Let’s try to compile and run this:
$ g++ main.cpp -o main && ./main
main.cpp: In function ‘int function1()’:
main.cpp:5:1: warning: no return statement in function returning non-void [-Wreturn-type]
5 | }
| ^
function1()
The compiler gives a small warning, but the program seems to work as expected. Let’s see what happens when we compile with -O1 optimization:
main.cpp: In function ‘int function1()’:
main.cpp:5:1: warning: no return statement in function returning non-void [-Wreturn-type]
5 | }
| ^
function1()
function2()
function1()
function2()
Segmentation fault (core dumped)
Surprisingly, function2 was executed even though it was never called. To understand what happens, we need to learn
about Undefined Behavior.
Undefined Behavior
Most low-level languages have scenarios known as Undefined Behavior.
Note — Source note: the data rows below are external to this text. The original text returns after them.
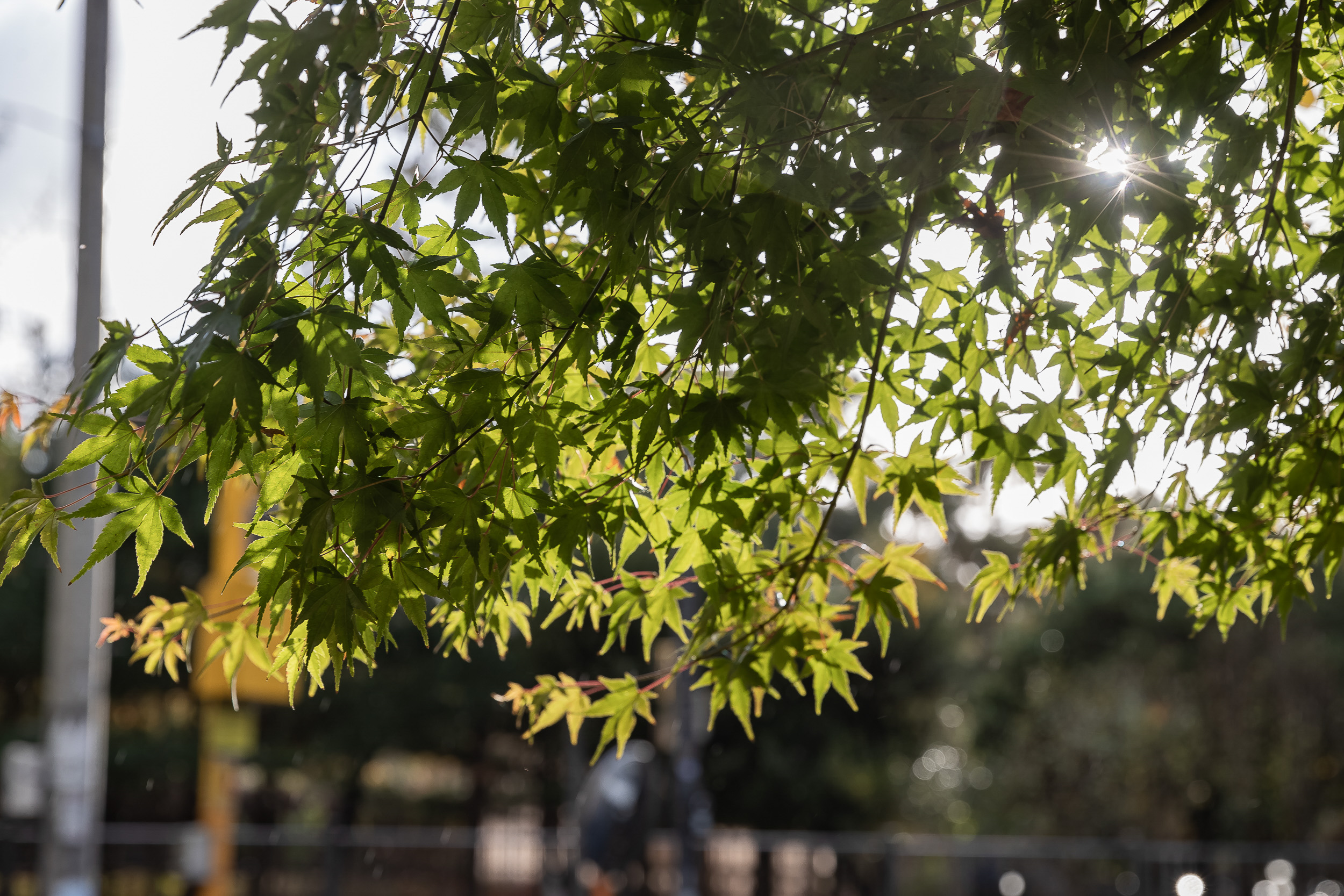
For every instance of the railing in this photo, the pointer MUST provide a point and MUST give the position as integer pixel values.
(511, 859)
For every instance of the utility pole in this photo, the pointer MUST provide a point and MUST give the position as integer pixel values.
(76, 672)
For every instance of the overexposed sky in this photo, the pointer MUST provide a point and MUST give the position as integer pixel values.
(165, 104)
(162, 114)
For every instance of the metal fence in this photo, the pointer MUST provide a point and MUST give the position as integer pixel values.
(512, 859)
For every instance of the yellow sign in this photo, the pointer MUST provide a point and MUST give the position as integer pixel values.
(224, 599)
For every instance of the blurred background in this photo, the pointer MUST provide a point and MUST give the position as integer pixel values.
(1076, 749)
(1080, 741)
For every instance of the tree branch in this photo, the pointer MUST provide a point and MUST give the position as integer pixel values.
(1174, 38)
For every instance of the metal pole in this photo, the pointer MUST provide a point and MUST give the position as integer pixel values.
(74, 672)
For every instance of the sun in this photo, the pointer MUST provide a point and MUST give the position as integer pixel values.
(1111, 160)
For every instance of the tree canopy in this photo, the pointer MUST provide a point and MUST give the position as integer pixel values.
(717, 302)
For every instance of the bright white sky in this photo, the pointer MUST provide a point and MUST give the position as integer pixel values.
(160, 130)
(163, 111)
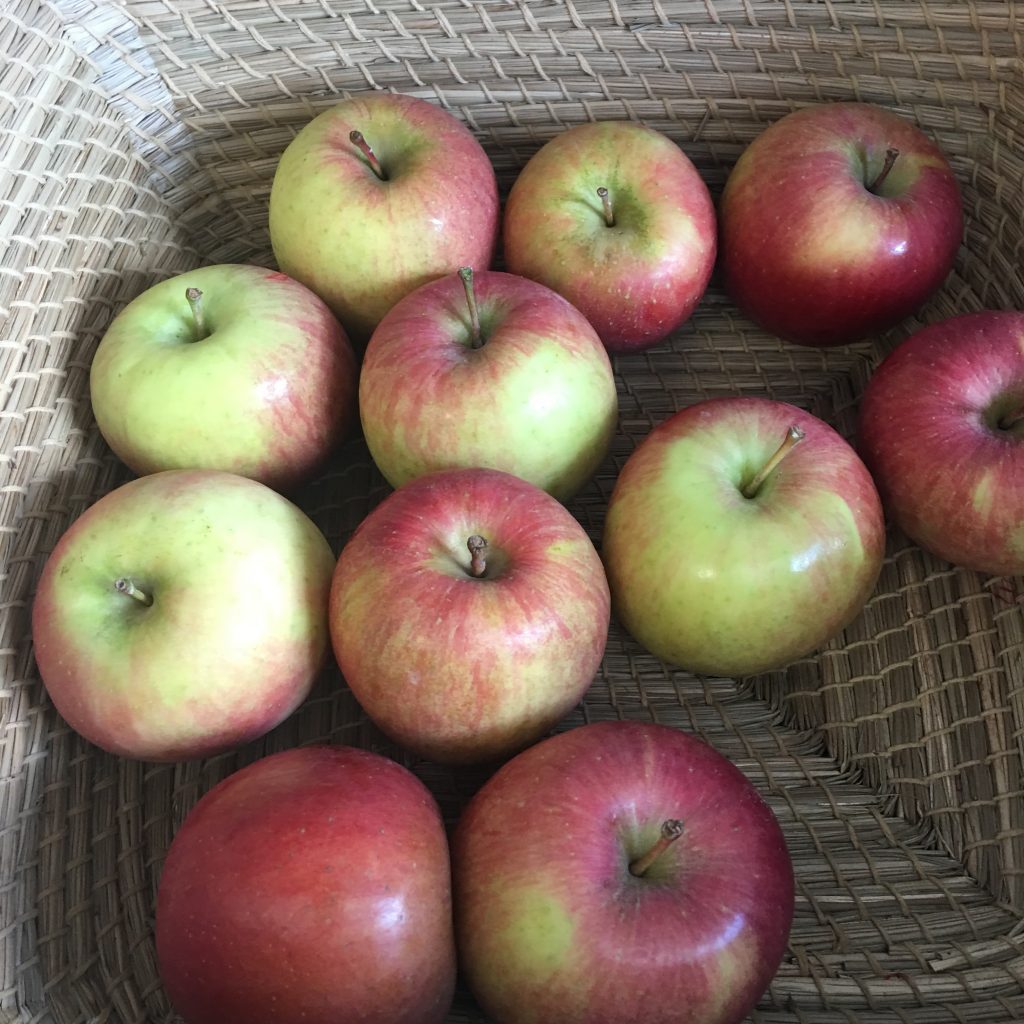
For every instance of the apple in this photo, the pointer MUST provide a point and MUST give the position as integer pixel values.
(182, 614)
(233, 368)
(492, 371)
(838, 222)
(311, 887)
(740, 535)
(469, 613)
(621, 872)
(613, 216)
(379, 195)
(942, 431)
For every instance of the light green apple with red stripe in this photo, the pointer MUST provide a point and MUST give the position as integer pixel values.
(469, 613)
(182, 614)
(613, 216)
(229, 367)
(741, 535)
(377, 196)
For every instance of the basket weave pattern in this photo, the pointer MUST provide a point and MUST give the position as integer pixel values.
(139, 138)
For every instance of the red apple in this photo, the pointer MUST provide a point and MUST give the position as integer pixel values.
(469, 612)
(311, 887)
(493, 371)
(838, 222)
(613, 216)
(942, 431)
(379, 195)
(741, 534)
(620, 873)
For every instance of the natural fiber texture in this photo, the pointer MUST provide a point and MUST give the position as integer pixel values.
(139, 139)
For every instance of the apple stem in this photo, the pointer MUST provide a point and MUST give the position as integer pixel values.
(1012, 419)
(671, 830)
(466, 273)
(195, 297)
(891, 156)
(477, 557)
(358, 140)
(125, 586)
(793, 437)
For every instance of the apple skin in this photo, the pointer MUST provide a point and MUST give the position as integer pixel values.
(268, 393)
(458, 669)
(552, 926)
(949, 476)
(310, 887)
(235, 636)
(639, 280)
(812, 255)
(725, 585)
(361, 243)
(537, 399)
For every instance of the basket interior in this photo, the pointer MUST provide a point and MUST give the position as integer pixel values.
(140, 140)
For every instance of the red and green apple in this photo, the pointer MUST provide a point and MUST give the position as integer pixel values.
(487, 370)
(377, 196)
(613, 216)
(469, 613)
(942, 431)
(230, 367)
(621, 872)
(741, 535)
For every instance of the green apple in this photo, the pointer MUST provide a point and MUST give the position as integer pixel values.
(182, 614)
(233, 368)
(741, 534)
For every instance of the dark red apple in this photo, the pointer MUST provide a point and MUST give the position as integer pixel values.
(838, 222)
(942, 432)
(621, 873)
(311, 887)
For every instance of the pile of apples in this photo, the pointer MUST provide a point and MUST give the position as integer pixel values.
(613, 873)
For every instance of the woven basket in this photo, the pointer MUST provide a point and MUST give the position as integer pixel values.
(139, 139)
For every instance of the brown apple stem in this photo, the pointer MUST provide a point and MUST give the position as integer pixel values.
(195, 297)
(466, 273)
(125, 586)
(359, 141)
(793, 437)
(891, 156)
(671, 830)
(1012, 419)
(477, 555)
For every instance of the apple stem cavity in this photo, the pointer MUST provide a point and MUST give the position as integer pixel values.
(466, 273)
(671, 830)
(891, 156)
(359, 141)
(125, 586)
(477, 556)
(195, 299)
(793, 437)
(1012, 419)
(609, 213)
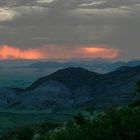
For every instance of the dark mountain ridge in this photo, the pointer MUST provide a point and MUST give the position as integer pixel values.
(71, 77)
(72, 87)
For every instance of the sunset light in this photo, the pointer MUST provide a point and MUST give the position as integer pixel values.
(57, 52)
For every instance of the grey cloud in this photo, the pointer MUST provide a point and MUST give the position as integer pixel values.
(71, 22)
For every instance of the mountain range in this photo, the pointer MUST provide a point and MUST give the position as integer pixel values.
(98, 65)
(74, 87)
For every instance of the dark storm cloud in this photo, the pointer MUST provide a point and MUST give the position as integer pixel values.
(36, 23)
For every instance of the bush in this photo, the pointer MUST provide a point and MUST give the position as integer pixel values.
(112, 124)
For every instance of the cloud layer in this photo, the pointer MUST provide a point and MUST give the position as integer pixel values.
(57, 52)
(29, 24)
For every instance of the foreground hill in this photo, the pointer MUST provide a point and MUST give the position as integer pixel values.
(75, 87)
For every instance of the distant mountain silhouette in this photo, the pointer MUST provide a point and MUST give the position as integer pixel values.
(98, 65)
(75, 87)
(71, 77)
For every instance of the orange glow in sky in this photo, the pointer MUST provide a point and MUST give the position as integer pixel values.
(9, 52)
(57, 51)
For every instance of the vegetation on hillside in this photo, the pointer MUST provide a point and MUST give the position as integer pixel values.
(112, 124)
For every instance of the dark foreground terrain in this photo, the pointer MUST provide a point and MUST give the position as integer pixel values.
(112, 124)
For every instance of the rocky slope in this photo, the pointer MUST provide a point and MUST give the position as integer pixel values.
(73, 87)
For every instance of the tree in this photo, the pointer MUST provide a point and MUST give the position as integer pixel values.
(138, 86)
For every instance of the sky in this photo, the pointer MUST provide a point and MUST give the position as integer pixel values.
(65, 29)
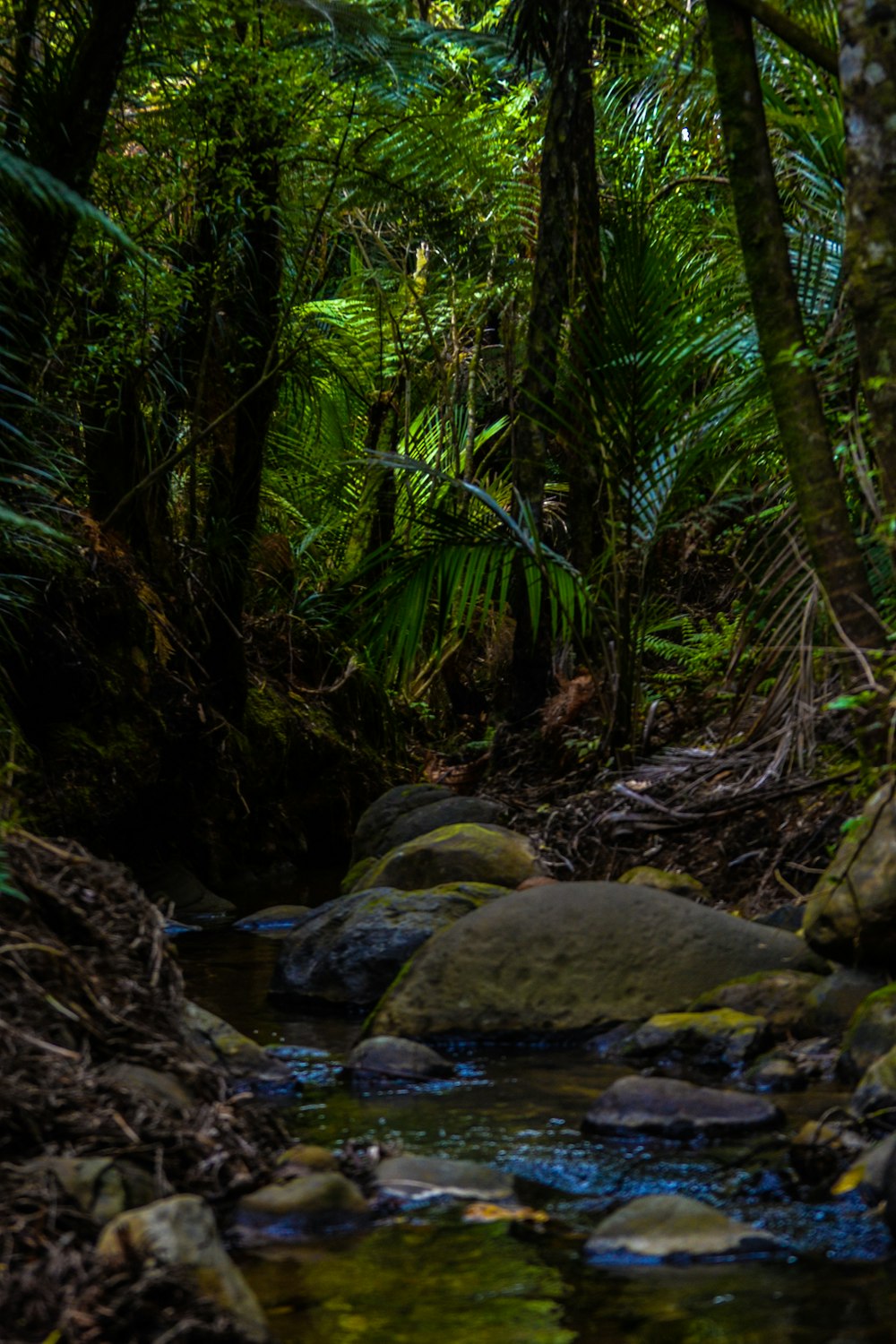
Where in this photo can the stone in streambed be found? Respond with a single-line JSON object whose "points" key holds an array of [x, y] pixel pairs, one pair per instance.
{"points": [[573, 956], [719, 1038], [180, 1231], [411, 1177], [241, 1056], [300, 1206], [274, 921], [673, 1228], [392, 1056], [675, 1109], [444, 812], [384, 812], [462, 852], [351, 949]]}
A classic example in C++ is using a variable before initializing it
#include <iostream>
int main() {
int x;
std::cout << x << std::endl;
return 0;
}
Because x is uninitialized, the program’s behavior is undefined. It often simply prints whatever “garbage” value that was present at that memory address. Undefined behavior means that the C++ standard does not define a clear outcome and how the program behaves is left entirely up to the compiler and operating system, meaning you cannot rely on it.
Missing a return in a non-void function is another type of undefined behavior. To understand what really happens, we need to translate our code to assembly.
Here is assembly of code with no optimizations:
_Z9function1v:
.LFB1731:
...
call _ZStlsISt11char_traitsIcEERSt13basic_ostreamIcT_ES5_PKc@PLT ; std::cout << "function1\n"
...
ret ; <-- Return, function ends here
.cfi_endproc
We can see that at the end of the function1 there is a return instruction emitted by GCC (however since there is no return value, it is still invalid). The ret instruction transfers control back to main().
Let’s see what happens with -O1:
_Z9function1v:
.LFB1812:
; ...
call _ZStlsISt11char_traitsIcEERSt13basic_ostreamIcT_ES5_PKc@PLT ; std::cout << "function1\n"
; Return missing
.cfi_endproc
...
_Z9function2v:
.LFB1813:
...
call _ZSt16__ostream_insertIcSt11char_traitsIcEERSt13basic_ostreamIT_T0_ES6_PKS3_l@PLT ; std::cout << "function2()\n"
...
ret
.cfi_endproc
With -O1, the ret instruction disappears entirely, which means that the CPU doesn’t jump back to main(). Instead, it “falls through” and continues executing the next instructions in memory, which happen to belong to function2.
Note that as we talked earlier, “falling through” is purely accidental here. Since the behavior is undefined, compiler can inline, reorder or otherwise transform the code in an unpredictable way leading to unexpected execution paths.
There is actually one interesting exception to this rule which is main() function. Unlike other non-void functions, reaching the end of main() without a return is allowed in C++. The compiler automatically returns 0, which makes return in the main function optional.
Conclusion
Never ignore GCC warnings. Even better, treat them as errors with -Wall -Wextra -Werror flags - this can help catch bugs early on.